The Securities & Exchange Board of India (Sebi) wants all private equity (PE) and venture capital (VC) funds to raise money to hire investment banks – a proposal that fund houses try to push back.

The regulator wants a third-party intermediary, governed by capital market rules, to verify the information contained in a fund’s “private placement memorandum”. The PPM is the key document that potential investors go through before placing money in Alternative Investment Funds (AIFs) – the regulatory term for PE and VC funds.

The position taken by Sebi follows big funds, running multiple programs with thousands of crores in assets under management (AUM), submitting incomplete PPMs and often in violation of regulations.

The issue has been discussed and the flaws in the demands of several AIFs were shared by Sebi officials this month with the Alternative Investment Policy Advisory Committee, headed by NR Narayana Murthy, two people told ET. aware of the development.

Faster approvals

“For example, one of the MPCs of a large fund said it would make temporary investments in instruments issued by entities in OECD countries,” said a person present at the meeting. Another said he would provide loans and guarantees, while another (yet) said he would allow indirect co-investments and extend the term of funds with the consent of the advisory committee. these are only allowed by regulation … do not come from small funds or beginners. ”

One of the MPCs talked about granting special rights to a selected category of investors to extend the commitment period (during which a fund is allowed to call on investors’ capital to make new investments).

There are around 700 AIFs in India with over Rs 4.5 lakh crore pledged by investors.

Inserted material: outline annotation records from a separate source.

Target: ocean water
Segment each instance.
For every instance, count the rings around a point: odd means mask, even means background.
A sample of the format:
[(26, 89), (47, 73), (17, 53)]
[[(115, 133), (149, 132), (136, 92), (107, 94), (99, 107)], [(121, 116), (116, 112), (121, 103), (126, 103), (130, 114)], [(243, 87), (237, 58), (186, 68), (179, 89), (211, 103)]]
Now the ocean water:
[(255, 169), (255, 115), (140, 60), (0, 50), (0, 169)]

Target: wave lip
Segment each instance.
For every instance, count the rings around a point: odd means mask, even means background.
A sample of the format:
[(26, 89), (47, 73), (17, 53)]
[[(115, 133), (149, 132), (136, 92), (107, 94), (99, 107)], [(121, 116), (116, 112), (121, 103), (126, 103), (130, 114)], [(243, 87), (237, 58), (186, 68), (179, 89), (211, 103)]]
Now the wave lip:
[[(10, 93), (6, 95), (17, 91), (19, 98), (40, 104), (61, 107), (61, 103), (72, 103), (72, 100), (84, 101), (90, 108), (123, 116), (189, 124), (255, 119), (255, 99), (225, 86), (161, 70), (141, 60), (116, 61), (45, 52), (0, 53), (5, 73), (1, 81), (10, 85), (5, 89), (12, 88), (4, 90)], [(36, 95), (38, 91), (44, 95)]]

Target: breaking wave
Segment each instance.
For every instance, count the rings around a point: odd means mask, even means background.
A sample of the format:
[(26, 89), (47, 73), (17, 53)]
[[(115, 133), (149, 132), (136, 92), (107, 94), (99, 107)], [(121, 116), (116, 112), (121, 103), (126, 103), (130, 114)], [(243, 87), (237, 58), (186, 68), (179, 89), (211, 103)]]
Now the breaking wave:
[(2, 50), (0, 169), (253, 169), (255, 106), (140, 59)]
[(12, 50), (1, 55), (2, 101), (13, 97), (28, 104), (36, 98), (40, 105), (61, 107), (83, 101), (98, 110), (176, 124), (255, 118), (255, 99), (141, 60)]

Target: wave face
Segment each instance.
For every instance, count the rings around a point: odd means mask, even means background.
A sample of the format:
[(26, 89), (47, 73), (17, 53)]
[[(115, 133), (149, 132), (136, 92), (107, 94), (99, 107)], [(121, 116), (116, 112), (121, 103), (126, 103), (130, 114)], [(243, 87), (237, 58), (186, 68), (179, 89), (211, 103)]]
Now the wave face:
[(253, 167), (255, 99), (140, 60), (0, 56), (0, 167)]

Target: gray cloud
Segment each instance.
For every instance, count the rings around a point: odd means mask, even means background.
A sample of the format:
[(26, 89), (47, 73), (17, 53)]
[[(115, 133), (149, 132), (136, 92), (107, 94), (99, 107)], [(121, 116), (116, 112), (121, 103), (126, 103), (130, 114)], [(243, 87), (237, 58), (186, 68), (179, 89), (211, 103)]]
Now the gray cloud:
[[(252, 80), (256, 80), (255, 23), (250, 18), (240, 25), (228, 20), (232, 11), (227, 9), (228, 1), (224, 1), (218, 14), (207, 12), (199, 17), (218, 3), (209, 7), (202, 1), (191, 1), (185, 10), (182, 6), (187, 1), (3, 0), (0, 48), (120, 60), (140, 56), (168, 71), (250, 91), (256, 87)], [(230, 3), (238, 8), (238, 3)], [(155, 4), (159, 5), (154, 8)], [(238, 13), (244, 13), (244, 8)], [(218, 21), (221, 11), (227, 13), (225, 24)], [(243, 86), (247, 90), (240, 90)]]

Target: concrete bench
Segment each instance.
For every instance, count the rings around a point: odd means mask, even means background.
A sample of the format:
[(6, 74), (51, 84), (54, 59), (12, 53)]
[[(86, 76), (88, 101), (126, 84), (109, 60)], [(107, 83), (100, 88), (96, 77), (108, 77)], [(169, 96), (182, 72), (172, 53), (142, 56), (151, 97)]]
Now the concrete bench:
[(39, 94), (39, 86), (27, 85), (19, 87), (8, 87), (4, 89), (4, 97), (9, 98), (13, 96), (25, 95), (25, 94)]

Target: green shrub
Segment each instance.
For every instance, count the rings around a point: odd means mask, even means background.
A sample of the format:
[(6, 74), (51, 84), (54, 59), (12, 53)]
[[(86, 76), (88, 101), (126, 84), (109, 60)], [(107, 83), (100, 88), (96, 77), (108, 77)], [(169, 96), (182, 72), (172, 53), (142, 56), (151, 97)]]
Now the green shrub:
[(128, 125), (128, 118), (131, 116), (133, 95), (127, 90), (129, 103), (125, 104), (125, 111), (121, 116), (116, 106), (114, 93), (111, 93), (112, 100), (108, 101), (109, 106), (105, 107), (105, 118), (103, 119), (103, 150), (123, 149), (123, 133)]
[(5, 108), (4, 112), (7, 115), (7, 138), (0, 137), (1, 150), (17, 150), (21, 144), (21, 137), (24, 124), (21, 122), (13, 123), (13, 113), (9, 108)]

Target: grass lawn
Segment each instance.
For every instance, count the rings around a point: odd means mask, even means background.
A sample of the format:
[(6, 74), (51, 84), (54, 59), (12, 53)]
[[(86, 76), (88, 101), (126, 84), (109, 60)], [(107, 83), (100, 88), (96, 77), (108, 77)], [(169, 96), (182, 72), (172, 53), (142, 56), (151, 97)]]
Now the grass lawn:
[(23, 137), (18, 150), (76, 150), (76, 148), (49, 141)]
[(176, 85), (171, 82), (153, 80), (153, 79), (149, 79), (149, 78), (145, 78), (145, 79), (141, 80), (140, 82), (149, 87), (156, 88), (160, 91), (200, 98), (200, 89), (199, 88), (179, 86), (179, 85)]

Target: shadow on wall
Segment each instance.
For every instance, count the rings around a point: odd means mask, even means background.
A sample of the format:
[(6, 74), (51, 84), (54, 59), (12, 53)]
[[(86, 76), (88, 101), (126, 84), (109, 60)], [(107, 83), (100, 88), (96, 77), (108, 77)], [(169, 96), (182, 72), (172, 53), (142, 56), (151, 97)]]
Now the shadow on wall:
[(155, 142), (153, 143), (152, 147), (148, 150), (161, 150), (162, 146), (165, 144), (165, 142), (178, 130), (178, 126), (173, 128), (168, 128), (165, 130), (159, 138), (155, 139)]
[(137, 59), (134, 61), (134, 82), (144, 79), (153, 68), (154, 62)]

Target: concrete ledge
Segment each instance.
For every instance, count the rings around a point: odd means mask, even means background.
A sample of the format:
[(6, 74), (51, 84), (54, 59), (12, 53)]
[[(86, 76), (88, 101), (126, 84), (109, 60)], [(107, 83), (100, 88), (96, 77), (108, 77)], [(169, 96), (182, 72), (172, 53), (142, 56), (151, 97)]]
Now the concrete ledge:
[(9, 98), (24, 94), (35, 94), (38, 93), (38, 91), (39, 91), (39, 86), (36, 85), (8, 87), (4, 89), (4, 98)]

Sebi believes that the presence of an investment banker would help reduce irregularities in PPMs and speed up the processing of applications. But the regulator will have to allay the fears that feed the AIF.

Opposite side

“An AIF is much more of a bespoke product, and expecting an investment banker to oversee fund documents is based on being expected to understand the nuances of the product as well as the fund entity. itself, which may not be true, “said Siddharth Shah, senior partner of the law firm & Co.” Second, involving an intermediary will increase the cost of fundraising, which is already high in India compared to many other markets, in addition to adding to the complexity of the process. Finally, forcing the involvement of an investment banker and making him powerful could hamper product innovation as middlemen begin to dictate product offerings. ”

While AIFs should not lose their flexibility, Sebi, said a person familiar with the discussions, believes there must be a minimum set of information to be provided to investors. “It was pointed out that in some applications the illustration of the ‘waterfall’ was missing. One of the MPCs did not disclose the ‘related party’ and ‘warehousing’ transactions,” the person said. .

A “cascade” defines how the fund would distribute capital to various investors when it recognizes profit by selling underlying investments. “Most of the violations were committed by large funds – such as 74 regimes and AUMs of Rs 20,000 crore, 20 regimes managing Rs 14,000 crore, four regimes with Rs 7,000 crore, etc.,” he said. he declares.

Sebi’s recent move is unrelated to previous measures such as the introduction of a standardized PPM model and mandatory performance benchmarking by AIFs. According to Sebi officials, this is to speed up the processing of approvals, the person said. Sebi would receive 20 to 25 fundraising requests from AIF each month.